Comment at end
Salvatore Loreto wrote:
Hi Paul,
thanks for you answer, as always your comments are food for thoughts.
If 3pcc is an heavy weight mechanism or not could be a long and
controversial issue and different people will have
different opinion on it I am sure,
on the other hand I agree with you that correlation will introduce some
extra weight as well but not
comparable with the one introduced by 3pcc mechanism at least in my
opinion.
It is true that "if the 3pcc mechanism is used, only the device that
wants to exploit another device to extend its call need implement it.
Neither the subordinate device nor the other party need do anything
special."
but is the 3pcc mechanism largely implemented and used in the existing
UA at the present?
which probability we have that at least one device, among the ones used
by an user, will support it?
I agree that "the burden of the correlation falls on UA that has no need
for correlation.

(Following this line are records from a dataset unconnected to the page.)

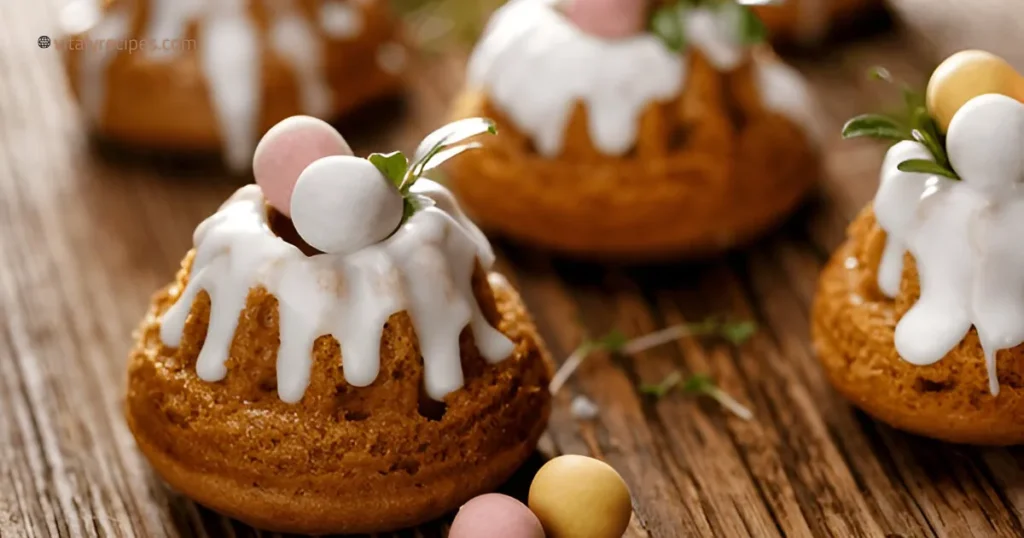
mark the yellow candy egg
[529,455,633,538]
[926,50,1024,132]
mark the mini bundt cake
[126,118,551,534]
[61,0,406,170]
[813,51,1024,445]
[754,0,884,45]
[449,0,818,258]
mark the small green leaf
[367,152,409,187]
[650,4,686,52]
[719,321,758,345]
[420,142,482,174]
[867,66,896,84]
[399,118,498,193]
[591,329,629,353]
[896,159,959,179]
[843,114,910,140]
[640,370,683,399]
[398,193,434,226]
[682,374,716,395]
[737,5,768,45]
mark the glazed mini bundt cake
[126,118,551,534]
[813,51,1024,445]
[61,0,406,170]
[753,0,885,45]
[450,0,818,258]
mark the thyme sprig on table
[843,68,959,179]
[548,319,758,419]
[649,0,778,51]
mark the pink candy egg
[253,116,352,216]
[449,493,544,538]
[565,0,647,39]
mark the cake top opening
[161,117,514,403]
[468,0,814,157]
[845,51,1024,395]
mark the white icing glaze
[61,0,361,170]
[69,0,131,124]
[754,58,825,143]
[198,0,262,170]
[160,179,514,403]
[265,0,332,117]
[874,95,1024,395]
[468,0,813,157]
[319,0,364,39]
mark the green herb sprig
[548,318,758,418]
[649,0,778,52]
[843,68,959,179]
[367,118,498,226]
[640,370,754,420]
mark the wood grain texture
[6,0,1024,538]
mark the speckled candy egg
[529,456,633,538]
[449,493,545,538]
[291,156,403,254]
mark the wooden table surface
[0,0,1024,538]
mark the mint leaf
[367,152,409,188]
[719,321,758,345]
[682,374,716,395]
[650,4,686,52]
[737,5,768,45]
[896,159,959,179]
[399,118,498,193]
[640,370,683,399]
[420,142,482,174]
[843,114,910,140]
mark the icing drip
[468,0,683,157]
[319,0,364,39]
[142,0,203,61]
[267,0,331,117]
[754,58,825,143]
[199,0,260,169]
[70,0,131,124]
[468,0,814,157]
[874,95,1024,395]
[161,179,514,403]
[61,0,361,170]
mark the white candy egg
[946,93,1024,191]
[291,156,402,254]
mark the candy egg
[449,493,545,538]
[529,456,633,538]
[291,156,403,254]
[946,93,1024,192]
[926,50,1024,132]
[253,116,352,216]
[565,0,647,39]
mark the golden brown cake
[61,0,406,170]
[812,208,1024,445]
[126,115,551,534]
[754,0,885,45]
[450,0,818,258]
[812,51,1024,445]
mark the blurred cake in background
[754,0,884,45]
[450,0,818,258]
[60,0,406,170]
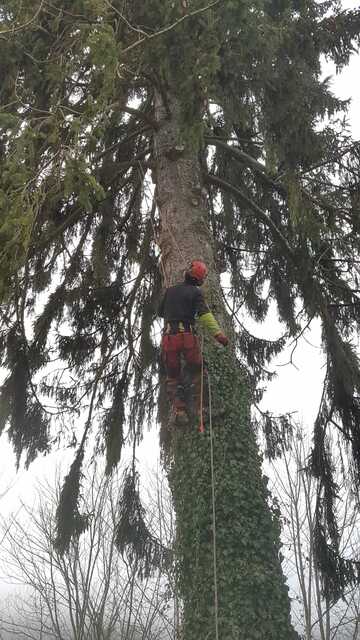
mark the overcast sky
[0,0,360,536]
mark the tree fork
[154,93,298,640]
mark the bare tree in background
[272,428,360,640]
[0,464,174,640]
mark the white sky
[0,0,360,564]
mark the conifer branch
[0,0,44,36]
[121,0,223,55]
[205,174,295,261]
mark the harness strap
[164,320,195,335]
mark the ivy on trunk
[0,0,360,640]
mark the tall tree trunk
[154,90,297,640]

This also makes adoption more difficult."
but it will depend from how difficult to implement will be the solution
that will be able to propose.
So here at least we have at least the possibility that if the solution
won't be difficult to support, it will be largely adopt.
Having said that, I'd like to check with you what happen if the UAs are
behind a NAT and they use ICE to check
connectivity and negotiate candidates.
To be more clear on what I mean,
let consider for example one of the use cases described in the current
draft
2.1. Using Two Separate UAs to Start a Conversation
Laura is at her office. On her desk, she has a PC with a soft
client
and a desk phone. The PC has a low-quality built-in microphone and
is connected to high-quality speakers.
Laura wants to establish a voice session with Bob using the desk
phone as the microphone and the soft client as the speaker.
and consider the scenario where all the Alice different UAs are in a
network behind a NAT.
Now if we could use a correlation mechanism, each of the Alice UAs will
perform,
independently, its ICE negotiation with the BOB UA.
+-------------+ |
| Alice | |
| UA WebCam | |
| | |
+-------------+ |
| |
| |
| |
+-------------+ +------\ +-------------+
| Alice | | | | |
| UA Audio :::::::| NAT |:::::::::::. BOB UA |
| +3pcc | | | | |
+-------------' +------/ +-------------+
|
|
On the other hand, if we want to use 3ppc, as showed on the picture above,
for sure the usage of 3pcc make transparent for the Bob UA the fact that
Alice is using
separate devices for different media,
but the Alice UA performing the 3pcc has to be involved also in the ICE
connectivity
check for the other Alice UA (the Alice UA WebCam in the picture) and
this fact
could complicate somehow the already not easy and light ICE negotiation
phase.
I believe ICE will work just fine in the 3pcc case.
Note that the SDP passed to Bob will have two m-lines - one for each of
Alice's devices. Because Alice has decomposed things, the Alice UA Audio
device will do the ICE on its audio device, and its Webcam will do the
ICE for the video. Bob's UA will do the ICE for both media. The picture
above is not quite right, because there will be media through the NAT
for both devices.
You ask how many UAs implement 3pcc. Maybe that is small. But its also
true that few devices support session correlation. It will take new
implementation to offer such a feature. Its just a matter of the most
viable way to do it. If I were building such a device/feature, I would
want to do it in a way that would maximize the possibility of interop
with any device supporting the same combination of media. Only
interoperating with devices that implement a new feature that is no
benefit to them seems like quite a limitation.